Another limitation is the use of phantoms without considering the Specific Absorption Rate (SAR) deposited, which varies for each patient based on factors such as body size.

Finally, the findings of our study were derived from a single imaging installation and technology type, specifically focusing on one MRI machine and its accompanying AI from Philips. For future research, it would be beneficial to investigate machines from other manufacturers to broaden the understanding and applicability of our findings. Our acceleration factors were set in advance in collaboration with engineers. Since energy consumption is linked to operational time, identifying the optimal trade-off between scan duration reduction and image quality could lead to greater savings.
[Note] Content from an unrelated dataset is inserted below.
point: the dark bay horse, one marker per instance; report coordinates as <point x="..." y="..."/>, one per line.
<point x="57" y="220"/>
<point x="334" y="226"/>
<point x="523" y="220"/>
The use of parallel imaging is also a way to reduce the sequence time and consequently the electrical consumption of an examination: Thus, by moving from a 16- to a 64-channel coil, we will be able to increase the acceleration factor and reduce the number of phase encodings, while maintaining a good Signal/Noise.

Future research could evaluate AI-driven imaging systems from different vendors, assessing image quality to confirm their consistency, reliability, and any variations between technologies; additionally, incorporating other intelligent solutions that work in post-acquisition image processing to enhance sharpness and reduce noise and ensure compatibility with any make or model of MRI scanner, such as Subtle MR [29].

There is an opportunity for further optimization through AI programming, with the goal of improving the overall efficiency in examination scheduling and execution processes.

5. Conclusions

Our analysis integrates energy management insights with cost-saving measures, emphasizing eco-friendly approaches to reduce electricity consumption that yield financial and sustainable healthcare benefits. By identifying energy-saving opportunities, we promote scalable, sustainable practices across healthcare facilities to maintain patient care amidst energy challenges. Our findings advocate for a strategic framework to adopt sustainable practices across the healthcare sector, emphasizing the dual benefits of environmental responsibility and economic efficiency. They underscore the critical role of resource optimization in sustaining patient care levels, even in the face of potential energy crises and economic challenges.

This approach encourages industry-wide implementation of sustainable practices, ensuring resilience and sustainability of healthcare.